Greenlaw did not go into detail about what happens in the 19th season, but added she is “honored and excited” to be on the show.
Greenlaw became well known 30 years ago after being written about in “The Perfect Storm,” a nonfiction book by Sebastian Junger about a powerful Nor’easter storm that sank the swordfishing boat Andrea Gail in 1991. Greenlaw, who was portrayed onscreen in a subsequent film adaptation of the book, was captaining another swordfish boat and was the last person to have contact with Andrea Gail’s crew.
Since then, Greenlaw herself has penned 11 books — cookbooks, mysteries, and nonfiction books about her fishing experiences — and was featured on three seasons of the Discovery swordfishing show “Swords: Life on the Line.” She also fishes for lobster, grows oysters, and has a charter tour boat business.
Greenlaw is not the first Mainer to appear on “Deadliest Catch.” Jon McDaniel of Gorham worked as a deckhand on the vessel Time Bandit during Season 11, while Manchester native Crosby Leveen appeared for a few seasons as a deckhand on Wizard.
Details have not been released about to what extent Greenlaw is featured on the show.

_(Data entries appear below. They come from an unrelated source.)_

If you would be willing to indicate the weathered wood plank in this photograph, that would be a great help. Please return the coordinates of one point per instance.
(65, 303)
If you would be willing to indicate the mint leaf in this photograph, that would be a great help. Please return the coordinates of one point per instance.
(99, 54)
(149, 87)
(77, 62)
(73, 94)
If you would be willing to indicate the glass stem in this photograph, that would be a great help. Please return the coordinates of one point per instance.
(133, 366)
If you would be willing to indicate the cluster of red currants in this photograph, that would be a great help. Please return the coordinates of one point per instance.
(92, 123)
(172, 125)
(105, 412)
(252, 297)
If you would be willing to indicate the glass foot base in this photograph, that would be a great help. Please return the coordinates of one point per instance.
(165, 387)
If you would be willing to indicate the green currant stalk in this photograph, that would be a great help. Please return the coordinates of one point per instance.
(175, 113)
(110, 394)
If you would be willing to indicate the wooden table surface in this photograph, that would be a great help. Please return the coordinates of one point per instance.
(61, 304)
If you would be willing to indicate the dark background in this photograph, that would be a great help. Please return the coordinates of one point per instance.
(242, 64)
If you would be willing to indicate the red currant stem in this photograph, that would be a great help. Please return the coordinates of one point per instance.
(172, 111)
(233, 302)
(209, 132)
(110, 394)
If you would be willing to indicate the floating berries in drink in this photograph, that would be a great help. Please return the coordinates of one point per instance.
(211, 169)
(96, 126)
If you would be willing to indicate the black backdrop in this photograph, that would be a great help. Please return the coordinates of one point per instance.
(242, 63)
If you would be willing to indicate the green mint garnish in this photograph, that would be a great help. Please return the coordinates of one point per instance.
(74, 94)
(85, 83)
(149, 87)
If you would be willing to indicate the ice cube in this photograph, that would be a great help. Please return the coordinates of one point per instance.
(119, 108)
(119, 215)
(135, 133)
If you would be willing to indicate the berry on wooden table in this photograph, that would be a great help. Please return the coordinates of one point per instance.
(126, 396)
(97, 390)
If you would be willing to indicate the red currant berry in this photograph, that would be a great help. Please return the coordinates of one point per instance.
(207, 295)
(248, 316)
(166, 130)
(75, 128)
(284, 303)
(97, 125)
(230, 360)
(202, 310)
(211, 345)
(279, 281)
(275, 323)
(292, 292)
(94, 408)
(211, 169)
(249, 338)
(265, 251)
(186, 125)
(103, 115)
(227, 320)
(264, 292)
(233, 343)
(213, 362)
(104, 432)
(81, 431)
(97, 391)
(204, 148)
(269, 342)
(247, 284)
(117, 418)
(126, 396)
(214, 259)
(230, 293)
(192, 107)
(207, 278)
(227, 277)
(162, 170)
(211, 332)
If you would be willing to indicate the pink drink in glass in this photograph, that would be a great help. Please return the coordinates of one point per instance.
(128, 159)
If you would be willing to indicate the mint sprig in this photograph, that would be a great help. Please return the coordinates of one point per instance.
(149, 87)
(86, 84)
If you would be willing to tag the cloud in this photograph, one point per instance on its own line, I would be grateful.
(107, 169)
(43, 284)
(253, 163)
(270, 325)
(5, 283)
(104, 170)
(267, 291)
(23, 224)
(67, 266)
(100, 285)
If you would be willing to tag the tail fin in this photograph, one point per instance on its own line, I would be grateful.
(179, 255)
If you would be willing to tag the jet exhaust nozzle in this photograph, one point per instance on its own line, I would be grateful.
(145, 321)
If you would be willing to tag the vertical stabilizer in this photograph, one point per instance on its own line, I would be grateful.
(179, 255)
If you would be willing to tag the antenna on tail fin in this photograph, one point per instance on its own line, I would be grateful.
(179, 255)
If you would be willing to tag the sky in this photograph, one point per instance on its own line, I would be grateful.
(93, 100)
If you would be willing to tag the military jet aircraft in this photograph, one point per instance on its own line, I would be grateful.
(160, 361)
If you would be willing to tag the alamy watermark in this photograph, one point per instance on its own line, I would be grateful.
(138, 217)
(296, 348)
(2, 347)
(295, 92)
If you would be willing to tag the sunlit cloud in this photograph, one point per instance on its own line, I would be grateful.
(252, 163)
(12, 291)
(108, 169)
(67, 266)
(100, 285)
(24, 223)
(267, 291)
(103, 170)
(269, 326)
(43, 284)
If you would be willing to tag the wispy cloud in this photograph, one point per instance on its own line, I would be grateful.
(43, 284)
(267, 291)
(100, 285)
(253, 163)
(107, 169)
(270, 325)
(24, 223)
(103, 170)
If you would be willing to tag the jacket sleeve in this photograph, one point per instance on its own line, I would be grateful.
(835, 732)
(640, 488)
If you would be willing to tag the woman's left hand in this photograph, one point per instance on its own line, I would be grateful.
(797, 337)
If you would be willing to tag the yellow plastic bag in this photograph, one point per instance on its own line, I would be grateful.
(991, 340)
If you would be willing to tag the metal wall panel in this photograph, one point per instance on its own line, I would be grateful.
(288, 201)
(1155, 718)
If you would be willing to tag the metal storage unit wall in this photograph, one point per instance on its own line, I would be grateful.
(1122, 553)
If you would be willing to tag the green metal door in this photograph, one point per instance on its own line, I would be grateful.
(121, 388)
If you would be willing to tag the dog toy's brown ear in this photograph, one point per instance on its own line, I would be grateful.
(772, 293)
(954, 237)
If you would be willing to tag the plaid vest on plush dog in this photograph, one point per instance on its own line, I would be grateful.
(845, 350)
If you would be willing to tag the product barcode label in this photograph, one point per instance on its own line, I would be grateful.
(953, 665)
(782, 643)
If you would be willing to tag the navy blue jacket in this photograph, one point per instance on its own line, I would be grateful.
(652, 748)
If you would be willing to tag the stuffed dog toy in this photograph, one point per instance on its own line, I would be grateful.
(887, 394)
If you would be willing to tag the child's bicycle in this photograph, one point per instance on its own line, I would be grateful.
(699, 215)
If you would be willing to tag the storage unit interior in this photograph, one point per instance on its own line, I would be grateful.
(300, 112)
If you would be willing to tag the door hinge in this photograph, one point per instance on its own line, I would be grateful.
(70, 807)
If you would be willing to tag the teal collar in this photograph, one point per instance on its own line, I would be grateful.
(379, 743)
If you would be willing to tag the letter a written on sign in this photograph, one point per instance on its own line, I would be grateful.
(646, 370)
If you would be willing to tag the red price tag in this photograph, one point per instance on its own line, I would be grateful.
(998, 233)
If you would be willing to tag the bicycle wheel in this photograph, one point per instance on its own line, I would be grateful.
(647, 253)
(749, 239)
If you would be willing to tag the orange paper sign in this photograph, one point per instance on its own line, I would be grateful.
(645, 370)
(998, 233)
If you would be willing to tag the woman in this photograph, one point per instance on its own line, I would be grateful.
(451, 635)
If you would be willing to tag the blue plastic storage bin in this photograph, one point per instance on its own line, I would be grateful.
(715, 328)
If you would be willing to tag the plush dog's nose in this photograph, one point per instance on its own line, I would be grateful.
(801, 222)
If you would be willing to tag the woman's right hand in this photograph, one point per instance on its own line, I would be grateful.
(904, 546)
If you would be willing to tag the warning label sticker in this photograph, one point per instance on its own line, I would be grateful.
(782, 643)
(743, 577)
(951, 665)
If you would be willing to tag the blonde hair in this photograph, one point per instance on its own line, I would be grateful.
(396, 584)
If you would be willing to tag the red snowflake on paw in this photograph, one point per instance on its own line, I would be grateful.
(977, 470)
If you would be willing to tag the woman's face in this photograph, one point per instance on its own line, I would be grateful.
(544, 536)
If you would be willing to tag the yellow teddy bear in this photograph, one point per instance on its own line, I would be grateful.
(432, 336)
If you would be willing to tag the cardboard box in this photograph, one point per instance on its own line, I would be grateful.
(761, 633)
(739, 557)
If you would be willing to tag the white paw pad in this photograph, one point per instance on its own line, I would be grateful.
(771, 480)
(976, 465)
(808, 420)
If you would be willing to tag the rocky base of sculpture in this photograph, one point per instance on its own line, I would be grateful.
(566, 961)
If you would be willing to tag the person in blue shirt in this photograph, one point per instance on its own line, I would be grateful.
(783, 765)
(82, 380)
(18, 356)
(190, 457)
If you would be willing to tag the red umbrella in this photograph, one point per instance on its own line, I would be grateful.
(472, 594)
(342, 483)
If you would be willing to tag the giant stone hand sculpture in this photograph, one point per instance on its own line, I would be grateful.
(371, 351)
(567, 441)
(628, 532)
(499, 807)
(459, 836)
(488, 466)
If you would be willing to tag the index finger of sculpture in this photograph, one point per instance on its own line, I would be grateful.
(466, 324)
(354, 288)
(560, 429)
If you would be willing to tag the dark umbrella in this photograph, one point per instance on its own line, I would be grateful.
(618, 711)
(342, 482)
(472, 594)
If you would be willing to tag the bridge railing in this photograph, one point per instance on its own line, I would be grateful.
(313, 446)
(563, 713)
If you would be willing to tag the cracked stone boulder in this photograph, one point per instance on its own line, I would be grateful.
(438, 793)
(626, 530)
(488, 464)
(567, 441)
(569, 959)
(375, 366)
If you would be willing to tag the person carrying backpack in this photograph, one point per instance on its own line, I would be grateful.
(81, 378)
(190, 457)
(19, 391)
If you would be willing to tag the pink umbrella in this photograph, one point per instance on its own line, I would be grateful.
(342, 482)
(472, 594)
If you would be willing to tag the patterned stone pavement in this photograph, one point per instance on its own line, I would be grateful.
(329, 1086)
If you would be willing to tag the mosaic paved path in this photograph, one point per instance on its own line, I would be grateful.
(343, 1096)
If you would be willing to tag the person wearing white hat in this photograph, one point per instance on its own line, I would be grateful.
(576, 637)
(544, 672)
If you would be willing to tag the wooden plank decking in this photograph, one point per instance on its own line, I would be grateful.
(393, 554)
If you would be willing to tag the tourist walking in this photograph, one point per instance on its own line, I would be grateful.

In what it says is an exclusive piece about the upcoming season, Entertainment Weekly mentions the Surry resident in only one sentence.
“East Coast legend Linda Greenlaw, the only female swordfishing captain and survivor of The Perfect Storm, sets her sights on America’s Last Frontier and brings more than 40 years of experience to Captain ‘Wild’ Bill Wichrowski’s F/V Summer Bay,” EW reported.
Wichrowski briefly chimed in on Facebook about the news that Greenlaw would be on the show as captain of his boat.
“Don’t let her size fool ya,” he posted below a heavily shared photo of him and Greenlaw standing on the deck of his boat. Greenlaw’s eyes are level with Wichrowski’s armpit in the photograph.